L’Armée zapatiste de libération nationale a fait sa sixième déclaration au mois de juin. Les zapatistes maintiennent entre autres leur « compromis de cessez-le-feu offensif ».
Le 1er janvier 1994, les zapatistes avaient envahi les principales villes de l’État du Chiapas dans le sud du Mexique. Mouvement principalement indigène, les zapatistes avaient alors fait une « première déclaration de la Selva Lacandona ». Celle-ci expliquait les principales raisons du mouvement insurgé. Les références au mouvement révolutionnaire n’ont jamais cessé d’être présentes dans ce mouvement, qui se revendique de Zapata, du Che, du « rouge et du noir, couleurs symbolisant la lutte des travailleurs en grève », mais aussi, avant tout, des communautés indigènes victimes du racisme et de l’exclusion à l’intérieur même du Mexique.
La première déclaration était une « déclaration de guerre » contre le gouvernement. Elle appelait la population à participer activement au soulèvement, dans le but d’instaurer un gouvernement libre et démocratique dans le pays, qui satisfasse les onze principales demandes du peuple (travail, terre, logement, éducation, alimentation, santé, instruction, indépendance, démocratie, justice et paix).
Ces derniers temps, les zapatistes s’étaient plus concentrés sur le Chiapas, avec la création des conseils de bon gouvernement. Ces conseils sont une sorte de pouvoir populaire mis en place dans les zones zapatistes. Celui-ci organise aussi bien la production (coopératives, artisanat) que la distribution des biens, l’éducation, la santé. Ce n’est plus ni le gouvernement, ni le FMI ou la Banque mondiale qui déterminent les besoins de la population, mais la population elle-même à travers ses conseils. En réalité, « il s’agit d’un processus où un peuple entier apprend à gouverner » (Marcos, Lire une vidéo, deuxième partie).

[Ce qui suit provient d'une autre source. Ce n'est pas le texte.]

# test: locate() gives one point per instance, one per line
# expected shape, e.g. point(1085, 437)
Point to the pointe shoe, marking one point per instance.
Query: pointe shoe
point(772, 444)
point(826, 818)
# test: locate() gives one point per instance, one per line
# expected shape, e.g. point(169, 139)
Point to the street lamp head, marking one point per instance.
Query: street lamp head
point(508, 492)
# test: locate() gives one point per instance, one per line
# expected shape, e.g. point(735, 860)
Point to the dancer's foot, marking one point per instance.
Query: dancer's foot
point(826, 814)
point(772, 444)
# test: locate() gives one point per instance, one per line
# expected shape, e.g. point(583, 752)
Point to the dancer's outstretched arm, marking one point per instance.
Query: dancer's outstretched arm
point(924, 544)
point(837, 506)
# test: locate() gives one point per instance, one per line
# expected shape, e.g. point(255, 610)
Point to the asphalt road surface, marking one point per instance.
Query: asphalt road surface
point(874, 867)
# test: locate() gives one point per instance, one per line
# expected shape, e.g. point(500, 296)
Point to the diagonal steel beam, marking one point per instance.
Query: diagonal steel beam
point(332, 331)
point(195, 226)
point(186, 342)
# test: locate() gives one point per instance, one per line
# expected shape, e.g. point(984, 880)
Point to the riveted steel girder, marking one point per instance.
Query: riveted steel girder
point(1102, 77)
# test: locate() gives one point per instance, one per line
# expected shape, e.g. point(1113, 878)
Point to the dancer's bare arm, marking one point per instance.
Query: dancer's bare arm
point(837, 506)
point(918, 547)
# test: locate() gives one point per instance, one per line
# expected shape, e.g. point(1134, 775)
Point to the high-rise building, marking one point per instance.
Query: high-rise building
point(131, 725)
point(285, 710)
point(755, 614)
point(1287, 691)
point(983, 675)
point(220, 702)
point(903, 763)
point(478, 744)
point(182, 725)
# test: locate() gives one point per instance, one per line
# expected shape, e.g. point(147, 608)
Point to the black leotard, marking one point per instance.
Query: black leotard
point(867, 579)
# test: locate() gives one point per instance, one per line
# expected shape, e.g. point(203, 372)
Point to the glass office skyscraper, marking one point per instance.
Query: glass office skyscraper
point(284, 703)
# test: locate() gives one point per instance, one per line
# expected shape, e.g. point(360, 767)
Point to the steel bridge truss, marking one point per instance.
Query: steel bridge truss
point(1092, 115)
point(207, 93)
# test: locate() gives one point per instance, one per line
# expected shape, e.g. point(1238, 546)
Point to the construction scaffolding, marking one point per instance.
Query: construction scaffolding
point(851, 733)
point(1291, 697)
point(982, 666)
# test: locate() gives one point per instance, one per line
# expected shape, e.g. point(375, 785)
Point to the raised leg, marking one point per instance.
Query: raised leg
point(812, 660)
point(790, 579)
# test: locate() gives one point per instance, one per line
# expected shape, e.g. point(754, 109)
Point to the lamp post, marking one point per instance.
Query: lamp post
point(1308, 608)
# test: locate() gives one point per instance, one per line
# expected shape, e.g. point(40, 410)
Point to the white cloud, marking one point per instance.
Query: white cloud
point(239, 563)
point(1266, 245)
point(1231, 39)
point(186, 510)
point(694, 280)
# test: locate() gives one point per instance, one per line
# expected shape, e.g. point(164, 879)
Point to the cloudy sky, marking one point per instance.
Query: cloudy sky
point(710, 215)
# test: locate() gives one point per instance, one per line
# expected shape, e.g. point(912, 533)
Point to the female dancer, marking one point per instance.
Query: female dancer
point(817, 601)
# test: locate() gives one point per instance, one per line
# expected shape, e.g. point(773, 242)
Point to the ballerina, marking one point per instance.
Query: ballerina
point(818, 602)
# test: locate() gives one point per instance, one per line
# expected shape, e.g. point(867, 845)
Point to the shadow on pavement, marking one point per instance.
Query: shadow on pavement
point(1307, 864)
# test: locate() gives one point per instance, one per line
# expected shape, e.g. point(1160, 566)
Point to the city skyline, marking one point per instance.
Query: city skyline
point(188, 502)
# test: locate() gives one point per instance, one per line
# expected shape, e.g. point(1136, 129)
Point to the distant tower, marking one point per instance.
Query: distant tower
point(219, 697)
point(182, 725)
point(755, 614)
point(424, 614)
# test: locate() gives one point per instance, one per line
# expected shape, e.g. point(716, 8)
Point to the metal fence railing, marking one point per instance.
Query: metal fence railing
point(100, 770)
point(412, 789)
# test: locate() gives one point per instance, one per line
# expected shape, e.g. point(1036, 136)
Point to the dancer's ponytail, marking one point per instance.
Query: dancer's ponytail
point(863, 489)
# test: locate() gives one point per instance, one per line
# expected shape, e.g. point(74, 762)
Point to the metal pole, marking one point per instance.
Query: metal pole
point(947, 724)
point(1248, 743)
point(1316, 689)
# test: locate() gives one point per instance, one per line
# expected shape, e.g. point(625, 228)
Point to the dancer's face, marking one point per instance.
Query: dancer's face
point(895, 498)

Mais pour les zapatistes, il ne s’agit pas de construire un modèle de société « en dehors du monde » et c’est dans ce sens qu’il faut comprendre leur sixième déclaration. Celle-ci rappelle qu’« un nouveau pas en avant dans la lutte indigène n’est possible que si les indigènes s’unissent aux ouvriers, aux paysans, aux étudiants, aux professeurs, aux employés... c’est-à-dire aux travailleurs des villes et des campagnes ».
Il ne s’agit pas vraiment d’un « tournant ». Les zapatistes ont toujours porté beaucoup d’intérêt sur ce qui se passait dans le reste du Mexique et dans le monde. En 1996 par exemple, ils avaient organisé une rencontre intercontinentale au cœur du Chiapas.
Mondialisation oblige, au Mexique comme ailleurs, les recettes libérales sont les mêmes. Les Mexicains doivent actuellement faire face à une « réforme des retraites », une « réforme de la sécurité sociale », à la privatisation de l’entreprise nationale électrique, et à des patrons qui menacent de délocaliser les usines parce que les salaires seraient trop chers !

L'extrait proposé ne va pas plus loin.